お互いにチャンスらしいチャンスはほとんどなし
鳥栖は降格圏脱出、浦和は1stステージ優勝のために互いに落とせない試合。さらには、4日前に行われた試合で、鳥栖はナビスコカップ、浦和はACLからの敗退が決定。この一戦は仕切り直しとして非常に重要なゲームだった。
戦前の予想どおり、浦和がボールを支配する展開。浦和は素早い攻守の切り替えでボールを奪ったり、敵陣でセカンドボールを拾い続け、ワンサイドゲームのような状態になる。とはいえ、浦和はボールを回すものの、[5-3-2]で守る鳥栖を前に危険な位置に入り込むようなパスやドリブルはなく、さらにACLラウンド16第2戦・アウェイのFCソウル戦で120分間戦った影響からか、出し手と受け手の呼吸が合わないシーンも目立ち、チャンスを作れない。
鳥栖はボールを回される展開が続いたが、両チームで最もゴールに近付いたプレーが30分に訪れる。ショートカウンターからペク・ソンドンが左サイドを抜け出してクロスを上げると早坂がゴール前に飛び込む。しかし、宇賀神が中に絞って体を張るとシュートは枠の外に外れた。

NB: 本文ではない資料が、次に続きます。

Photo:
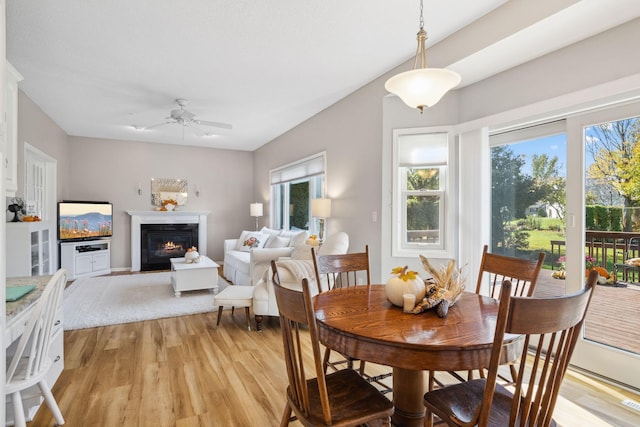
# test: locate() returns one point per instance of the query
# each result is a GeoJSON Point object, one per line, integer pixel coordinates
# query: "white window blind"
{"type": "Point", "coordinates": [306, 168]}
{"type": "Point", "coordinates": [426, 149]}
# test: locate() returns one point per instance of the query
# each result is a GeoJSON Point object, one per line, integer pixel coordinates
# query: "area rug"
{"type": "Point", "coordinates": [111, 300]}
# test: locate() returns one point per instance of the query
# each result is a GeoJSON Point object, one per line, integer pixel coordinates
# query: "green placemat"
{"type": "Point", "coordinates": [14, 293]}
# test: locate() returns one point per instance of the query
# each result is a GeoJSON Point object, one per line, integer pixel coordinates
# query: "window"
{"type": "Point", "coordinates": [422, 192]}
{"type": "Point", "coordinates": [528, 189]}
{"type": "Point", "coordinates": [292, 188]}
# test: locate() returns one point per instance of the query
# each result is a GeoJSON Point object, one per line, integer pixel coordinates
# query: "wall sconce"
{"type": "Point", "coordinates": [255, 209]}
{"type": "Point", "coordinates": [321, 209]}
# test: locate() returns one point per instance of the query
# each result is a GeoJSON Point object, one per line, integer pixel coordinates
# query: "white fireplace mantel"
{"type": "Point", "coordinates": [164, 217]}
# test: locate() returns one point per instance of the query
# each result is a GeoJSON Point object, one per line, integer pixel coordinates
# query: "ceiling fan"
{"type": "Point", "coordinates": [186, 118]}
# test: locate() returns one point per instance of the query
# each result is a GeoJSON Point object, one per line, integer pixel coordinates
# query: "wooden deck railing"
{"type": "Point", "coordinates": [608, 248]}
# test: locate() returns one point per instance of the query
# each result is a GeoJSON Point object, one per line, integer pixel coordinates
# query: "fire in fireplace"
{"type": "Point", "coordinates": [161, 242]}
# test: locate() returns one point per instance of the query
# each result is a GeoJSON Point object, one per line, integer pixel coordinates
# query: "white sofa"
{"type": "Point", "coordinates": [245, 264]}
{"type": "Point", "coordinates": [264, 299]}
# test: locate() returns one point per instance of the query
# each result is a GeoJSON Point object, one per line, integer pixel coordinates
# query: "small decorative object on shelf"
{"type": "Point", "coordinates": [192, 255]}
{"type": "Point", "coordinates": [169, 205]}
{"type": "Point", "coordinates": [406, 282]}
{"type": "Point", "coordinates": [443, 288]}
{"type": "Point", "coordinates": [16, 206]}
{"type": "Point", "coordinates": [312, 240]}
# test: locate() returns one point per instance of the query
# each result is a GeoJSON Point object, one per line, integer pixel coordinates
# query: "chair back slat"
{"type": "Point", "coordinates": [521, 273]}
{"type": "Point", "coordinates": [296, 310]}
{"type": "Point", "coordinates": [551, 328]}
{"type": "Point", "coordinates": [34, 344]}
{"type": "Point", "coordinates": [344, 270]}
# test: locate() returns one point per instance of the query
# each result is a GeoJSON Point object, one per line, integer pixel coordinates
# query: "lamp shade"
{"type": "Point", "coordinates": [255, 209]}
{"type": "Point", "coordinates": [321, 208]}
{"type": "Point", "coordinates": [422, 87]}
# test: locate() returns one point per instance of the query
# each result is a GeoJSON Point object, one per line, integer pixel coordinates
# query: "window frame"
{"type": "Point", "coordinates": [308, 169]}
{"type": "Point", "coordinates": [445, 247]}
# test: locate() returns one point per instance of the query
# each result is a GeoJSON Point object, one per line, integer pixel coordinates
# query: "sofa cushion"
{"type": "Point", "coordinates": [297, 237]}
{"type": "Point", "coordinates": [238, 260]}
{"type": "Point", "coordinates": [277, 242]}
{"type": "Point", "coordinates": [302, 252]}
{"type": "Point", "coordinates": [337, 243]}
{"type": "Point", "coordinates": [250, 240]}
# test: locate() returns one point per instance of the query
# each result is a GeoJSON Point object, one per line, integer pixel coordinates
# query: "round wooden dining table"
{"type": "Point", "coordinates": [360, 322]}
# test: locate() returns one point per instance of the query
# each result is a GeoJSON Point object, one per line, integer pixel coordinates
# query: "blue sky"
{"type": "Point", "coordinates": [552, 146]}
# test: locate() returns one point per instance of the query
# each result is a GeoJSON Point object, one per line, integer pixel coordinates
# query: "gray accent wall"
{"type": "Point", "coordinates": [356, 135]}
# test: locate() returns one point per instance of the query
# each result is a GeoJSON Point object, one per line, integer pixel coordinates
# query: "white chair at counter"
{"type": "Point", "coordinates": [31, 362]}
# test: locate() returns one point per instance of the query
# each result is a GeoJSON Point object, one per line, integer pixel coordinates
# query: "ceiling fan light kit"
{"type": "Point", "coordinates": [422, 87]}
{"type": "Point", "coordinates": [186, 118]}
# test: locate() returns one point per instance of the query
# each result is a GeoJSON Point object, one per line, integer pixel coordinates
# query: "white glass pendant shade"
{"type": "Point", "coordinates": [422, 87]}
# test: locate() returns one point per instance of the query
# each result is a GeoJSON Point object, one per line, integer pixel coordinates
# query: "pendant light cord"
{"type": "Point", "coordinates": [420, 60]}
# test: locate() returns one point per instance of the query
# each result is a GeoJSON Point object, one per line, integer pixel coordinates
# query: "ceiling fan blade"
{"type": "Point", "coordinates": [215, 124]}
{"type": "Point", "coordinates": [156, 125]}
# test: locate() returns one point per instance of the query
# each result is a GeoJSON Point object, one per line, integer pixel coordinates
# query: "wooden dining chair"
{"type": "Point", "coordinates": [341, 398]}
{"type": "Point", "coordinates": [30, 363]}
{"type": "Point", "coordinates": [344, 270]}
{"type": "Point", "coordinates": [337, 271]}
{"type": "Point", "coordinates": [521, 273]}
{"type": "Point", "coordinates": [550, 328]}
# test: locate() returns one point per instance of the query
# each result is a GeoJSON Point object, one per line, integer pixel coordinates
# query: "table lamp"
{"type": "Point", "coordinates": [321, 209]}
{"type": "Point", "coordinates": [255, 209]}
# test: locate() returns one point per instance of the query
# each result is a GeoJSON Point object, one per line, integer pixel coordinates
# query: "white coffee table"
{"type": "Point", "coordinates": [194, 276]}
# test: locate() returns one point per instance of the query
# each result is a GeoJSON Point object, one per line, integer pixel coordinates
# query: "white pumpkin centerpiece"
{"type": "Point", "coordinates": [192, 255]}
{"type": "Point", "coordinates": [405, 282]}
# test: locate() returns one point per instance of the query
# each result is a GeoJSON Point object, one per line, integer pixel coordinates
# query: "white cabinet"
{"type": "Point", "coordinates": [84, 259]}
{"type": "Point", "coordinates": [12, 77]}
{"type": "Point", "coordinates": [29, 248]}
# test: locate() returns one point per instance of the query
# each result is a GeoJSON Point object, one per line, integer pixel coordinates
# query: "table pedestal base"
{"type": "Point", "coordinates": [409, 388]}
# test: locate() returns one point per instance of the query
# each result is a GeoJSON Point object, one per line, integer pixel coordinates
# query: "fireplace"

後半に入ると鳥栖がアグレッシブな守備から前を向いてボールを奪うシーンが増えるという変化こそあったが、前半同様、お互いにチャンスらしいチャンスは作れず、シュートにもなかなか持ち込めない。ベアスタでの鳥栖vs浦和と言えば13年、14年は鳥栖、15年は浦和と、終了間際の得点が多く生まれてきたカードだったが、今季は劇的な結末を迎えることなく、スコアレスドローのまま試合終了の笛を聞いた。
ともに再スタートと言える試合で敗戦という最悪の結果こそ逃れたものの、勝ち点3を取るには至らず。鳥栖はリーグ戦4試合勝利なし、浦和もリーグ戦2試合連続引き分けで文字どおりの痛み分けとなった。